99% of us don't touch a weight for a week prior to a meet. And 2 weeks out is usually either just opener or a low percentage of it.  That should be an indication that recovery is important.


----------



## John Ziegler (Oct 4, 2015)

I generally lift every 4th day but have in the past done other methods of metabolic trickery. For example on a  Monday bench and squat at noon. Then for the next three days eat big meals at 11 and take a nap at noon. With this method a week off is ok but not going to do much.

Now if I was doing chest & bi's Monday, legs & shoulders Wednesday, back & tri's Friday then I would do that for 3 weeks then take a week off for the gain time.

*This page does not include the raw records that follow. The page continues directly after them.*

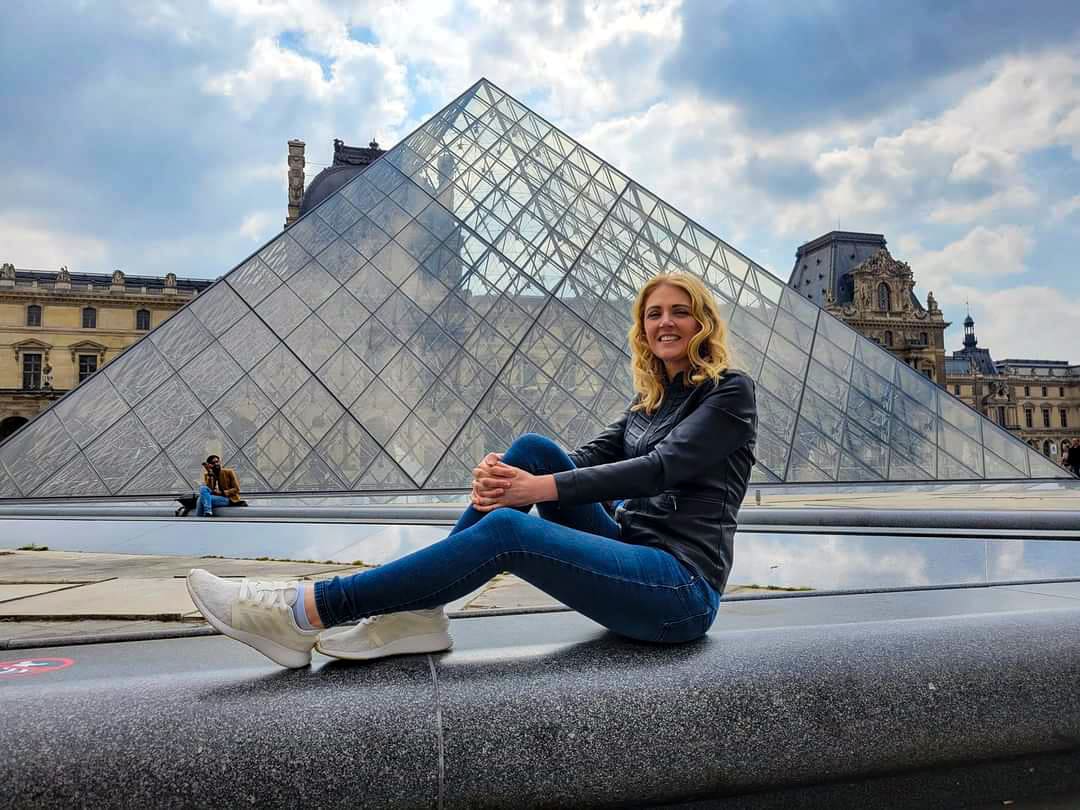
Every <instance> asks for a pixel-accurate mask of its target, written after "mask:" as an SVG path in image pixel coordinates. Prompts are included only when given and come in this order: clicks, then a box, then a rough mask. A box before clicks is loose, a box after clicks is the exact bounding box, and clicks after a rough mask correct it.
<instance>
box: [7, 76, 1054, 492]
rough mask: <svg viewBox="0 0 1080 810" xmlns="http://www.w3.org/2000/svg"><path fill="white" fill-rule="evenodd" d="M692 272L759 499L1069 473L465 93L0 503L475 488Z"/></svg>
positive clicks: (564, 434)
mask: <svg viewBox="0 0 1080 810" xmlns="http://www.w3.org/2000/svg"><path fill="white" fill-rule="evenodd" d="M670 268H680V269H684V270H687V271H690V272H692V273H696V274H698V275H700V276H701V278H703V279H704V280H705V281H706V282H707V283H708V285H710V286H711V288H712V291H713V293H714V294H715V296H716V300H717V301H718V302H719V303H720V305H721V308H723V312H724V314H725V315H726V316H728V318H729V319H730V329H731V339H732V342H733V349H734V350H735V352H737V354H738V359H739V361H740V365H741V366H742V367H743V368H744V369H745V370H746V372H748V373H750V374H751V375H753V377H754V378H755V379H756V380H757V386H758V388H757V391H758V405H759V409H760V430H759V437H758V447H757V455H758V459H759V460H758V464H757V467H756V469H755V471H754V477H755V480H757V481H760V482H828V481H837V482H872V481H933V480H978V478H1027V477H1063V476H1065V472H1064V471H1063V470H1061V469H1059V468H1057V467H1056V465H1054V464H1052V463H1051V462H1050V461H1049V460H1047V459H1044V458H1043V457H1042V456H1040V455H1039V454H1038V453H1036V451H1034V450H1031V449H1030V448H1029V447H1028V446H1027V445H1025V444H1024V443H1023V442H1021V441H1018V440H1016V438H1014V437H1013V436H1011V435H1009V434H1008V433H1005V432H1004V431H1002V430H1001V429H999V428H998V427H997V426H996V424H994V423H993V422H990V421H989V420H986V419H984V418H983V417H982V416H980V415H978V414H977V413H976V411H974V410H972V409H971V408H969V407H968V406H966V405H963V404H962V403H960V402H959V401H957V400H955V399H953V397H951V396H950V395H949V394H947V393H946V392H945V391H943V390H942V389H940V388H939V387H936V386H934V384H933V383H932V382H930V381H929V380H927V379H926V378H923V377H921V376H920V375H918V374H917V373H915V372H914V370H913V369H910V368H908V367H907V366H905V365H904V364H903V363H901V362H900V361H897V360H896V359H895V357H893V356H892V355H891V354H889V353H887V352H886V351H883V350H882V349H880V348H878V347H877V346H876V345H875V343H873V342H870V341H869V340H866V339H864V338H863V337H861V336H860V335H858V334H856V333H854V332H852V330H851V329H849V328H848V327H847V326H846V325H845V324H842V323H841V322H840V321H838V320H836V319H834V318H832V316H829V315H828V314H826V313H824V312H823V311H821V310H819V309H818V308H816V307H815V306H814V305H812V303H810V302H809V301H807V300H805V299H802V298H800V297H799V295H798V294H797V293H795V292H794V291H793V289H791V288H788V287H787V286H786V285H785V284H783V283H782V282H781V281H779V280H778V279H777V278H775V276H773V275H771V274H770V273H768V272H766V271H765V270H764V269H761V268H760V267H758V266H757V265H755V264H754V262H753V261H752V260H750V259H748V258H746V257H745V256H743V255H742V254H740V253H739V252H738V251H735V249H734V248H732V247H731V246H730V245H728V244H727V243H725V242H724V241H721V240H720V239H718V238H717V237H715V235H713V234H712V233H710V232H708V231H706V230H705V229H704V228H702V227H701V226H699V225H698V224H696V222H693V221H691V220H690V219H688V218H687V217H686V216H685V215H683V214H680V213H679V212H677V211H675V210H674V208H673V207H671V206H670V205H667V204H666V203H664V202H663V201H662V200H659V199H658V198H657V197H656V195H653V194H651V193H650V192H649V191H647V190H646V189H645V188H643V187H642V186H639V185H638V184H636V183H634V181H633V180H631V179H629V178H627V177H625V176H624V175H622V174H620V173H619V172H618V171H617V170H615V168H613V167H612V166H610V165H608V164H607V163H605V162H604V161H602V160H600V159H599V158H597V157H596V156H595V154H593V153H592V152H591V151H589V150H588V149H585V148H584V147H582V146H581V145H580V144H578V143H576V141H575V140H573V139H572V138H570V137H569V136H567V135H566V134H564V133H563V132H561V131H559V130H557V129H555V127H554V126H552V125H551V124H550V123H548V122H546V121H544V120H543V119H542V118H540V117H539V116H537V114H536V113H534V112H531V111H530V110H528V109H527V108H526V107H524V106H523V105H522V104H519V103H518V102H516V100H515V99H513V98H512V97H510V96H509V95H507V94H504V93H503V92H502V91H500V90H499V89H497V87H496V86H495V85H492V84H491V83H490V82H488V81H486V80H481V81H480V82H477V83H476V84H474V85H473V86H472V87H470V89H469V90H468V91H467V92H465V93H464V94H462V95H461V96H460V97H459V98H457V99H456V100H455V102H454V103H451V104H450V105H449V106H447V107H446V108H445V109H444V110H442V111H441V112H438V113H437V114H436V116H434V117H433V118H432V119H431V120H430V121H428V122H427V123H424V124H423V125H422V126H421V127H419V129H418V130H417V131H416V132H414V133H413V134H411V135H409V136H408V137H407V138H405V140H403V141H402V143H401V144H399V145H397V146H395V147H394V148H393V149H392V150H390V151H389V152H388V153H387V154H384V156H383V157H382V158H381V159H379V160H378V161H377V162H376V163H374V164H373V165H372V166H370V167H368V168H367V171H365V172H364V173H363V174H362V175H360V176H359V177H356V178H355V179H354V180H353V181H352V183H350V184H349V185H348V186H345V187H343V188H341V189H340V190H339V191H338V192H337V193H335V194H334V195H333V197H330V198H328V199H327V200H326V201H325V202H324V203H322V204H321V205H320V206H319V207H318V208H315V210H313V211H312V212H310V213H309V214H308V215H307V216H306V217H305V218H303V219H301V220H299V221H297V222H296V224H295V225H293V226H292V227H291V228H289V229H288V230H287V231H285V232H283V233H281V234H280V235H278V237H276V238H275V239H273V240H272V241H271V242H270V243H269V244H267V245H266V246H265V247H262V248H261V249H259V251H258V252H257V253H256V254H255V255H254V256H251V257H249V258H247V259H246V260H245V261H243V262H242V264H241V265H240V266H239V267H237V268H234V269H233V270H231V271H230V272H229V273H228V274H226V275H225V276H224V278H222V279H221V280H219V281H218V282H217V283H216V284H215V285H214V286H213V287H211V288H210V289H208V291H207V292H205V293H204V294H202V295H200V296H199V298H198V299H195V300H193V301H192V302H191V303H189V305H188V306H187V307H185V308H184V309H183V310H180V311H178V312H177V313H176V314H175V315H173V316H172V318H171V319H168V321H166V322H165V323H164V324H162V325H161V326H159V327H158V328H156V329H154V330H153V332H151V333H149V334H148V335H147V336H146V337H144V338H143V339H141V340H139V341H138V342H137V343H135V345H133V346H132V347H130V348H129V349H127V350H126V351H125V352H124V353H123V354H122V355H121V356H120V357H118V359H117V360H116V361H113V362H111V363H109V364H108V365H106V366H105V367H104V368H103V369H102V370H99V372H98V373H97V374H95V375H94V376H93V377H92V378H91V379H90V380H87V381H86V382H85V383H83V384H82V386H80V387H79V388H78V389H77V390H75V391H73V392H71V393H70V394H68V395H67V396H65V397H64V399H63V400H60V401H59V402H57V403H56V404H55V405H54V406H53V407H51V408H50V409H49V410H46V411H44V413H42V414H40V415H39V416H38V417H37V418H36V419H35V420H33V421H32V422H31V423H30V424H28V426H26V427H24V428H23V429H22V430H21V431H18V432H17V433H16V434H15V435H13V436H12V437H10V438H9V440H8V441H6V442H5V443H4V444H3V445H2V446H0V497H8V498H18V497H46V496H50V497H56V496H133V495H167V494H175V492H186V491H190V490H191V482H193V481H195V480H197V478H198V475H197V474H198V473H199V471H200V467H199V463H200V462H201V461H202V460H203V459H204V458H205V457H206V456H207V455H208V454H211V453H216V454H219V455H220V456H221V457H222V459H224V462H225V463H226V465H229V467H234V468H237V469H238V472H239V475H240V480H241V483H242V485H243V487H244V490H245V491H246V492H256V491H261V492H300V491H340V490H381V489H396V490H409V489H413V490H415V489H441V488H454V487H463V486H468V484H469V482H470V477H471V476H470V470H471V468H472V467H473V465H474V463H475V461H476V460H478V459H480V458H481V457H482V456H483V454H484V453H486V451H488V450H494V449H495V450H501V449H504V448H505V447H507V445H508V444H509V443H510V442H511V441H512V440H513V438H514V437H515V436H516V435H518V434H521V433H523V432H525V431H536V432H540V433H544V434H546V435H550V436H553V437H554V438H556V440H557V441H558V442H561V443H562V444H564V445H565V446H567V447H573V446H577V445H578V444H580V443H582V442H583V441H588V440H589V438H590V437H592V436H593V435H595V434H596V433H597V432H598V431H599V430H600V429H602V427H603V426H604V424H605V423H607V422H608V421H610V420H612V419H613V418H616V416H617V415H618V414H620V413H621V410H622V409H623V408H624V407H625V405H626V403H627V402H629V400H630V399H631V395H632V393H633V391H632V387H631V378H630V374H629V367H627V356H629V355H627V351H626V330H627V328H629V326H630V323H629V312H630V307H631V302H632V300H633V297H634V292H635V289H636V288H637V287H638V286H639V285H640V284H642V283H643V282H644V281H645V280H646V279H647V278H649V276H650V275H651V274H653V273H654V272H657V271H659V270H663V269H670Z"/></svg>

Knowing your individual metabolism and how to manipulate it will help you gain. Not everyones ideas and theories are going to be standard issue.


----------



## ECKSRATED (Oct 4, 2015)

Everyone needs some time off here and there. We beat our bodies up doing this stuff.


----------



## bubbagump (Oct 5, 2015)

A day off always does me good. As long as it's not every other day...   lately it has been and I'm a lazy mofo.   I do good taking a Saturday or Sunday off.  Even a week every now and then.  More than that and I start to lose motivation.  It fukks with my head.   I don't need that shit.


----------



## {'Calcul08'} (Nov 2, 2015)

I've went from no days off to having at least Fridays off and Wednesdays the lightest of lifting days. Friday's are to catch up on sleep and massive carb loading. 

Since everyone's different with this sort of thing, it's best to listen to your body and go from there.. If you're going towards maxx lifting, then a day or two off should do wonders.


----------



## AndroSport (Nov 2, 2015)

As stated above a few different times… listen to your body.

I used to take a 1 week break every so often… like you, this originally started unintentionally back in the day, until i realized the benefit.

I ended up doing it on a regular cycle every couple months. Sometimes more if my work/travel schedule threw some crazy obstacles at me.

Got as much rest as possible… ate a lot but didn't go crazy. I called it my GROW WEEK. 

You respond to it obviously so use it, sparingly, to your advantage.


----------



## SuperBane (Nov 3, 2015)

listening to your body is key. Nobody wants a long layoff because of an injury. Some of us had to learn the hard way.


----------



## Strength athlete (Nov 25, 2015)

I suppose I'll throw my 2 cents in on this one. Although you went through an illness you were still resting and recovering. Just as stated above, nearly all strength competitors will take a break/deload period prior to competition. It's basic supercompensation. You have been stressing your body for the past 6 weeks of training without break. For the amount of time you have been working out, I would assume that you have moved beyond a beginners classification, and are no longer able to supercompensate from workout to workout (make poundage increases each training session), so you must apply a greater stress over a longer period of time.  At the end of 6 weeks, I would imagine you are in quite a fatigue deficit. After a 2 week layoff your body has been able to heal, and strengthen to the point where it can handle a heavier load. It has been my personal experience, and observation that short layoff/deload is needed from time to time (even with programs that utilize auto-regulation) deloads offer the entire body time to recover. Musculature, neurological, connective tissues, etc. You can not continue to push forward at a high level without rest, before something will break. I always recommend rest periods in yearly training. Even to those who don't compete. Be it a planned deload, or just listening to your body. I tried to compress my rant the best that I could. Like I said, it's just my 2 cents, and I hope it helped with your question and in determining a decision for your training.


----------



## Angrybird (Nov 25, 2015)

I agree with pillarofbalance, although I'm new to the powerlifting scene and can offer nothing ground breaking, what I can tell you from recent experience is my 1st ever bench meet (this past summer actually ) my coach/training partner told me to hit my opener on a Thursday finish the week normally on Friday take the whole week off then compete on Saturday. Taking that time off drove me nuts, I thought I was getting lazy and week but I tell you what man when I got under that bar Saturday I broke my best PR on my 2nd attempt! 

Time off can definitely lead to gains!


----------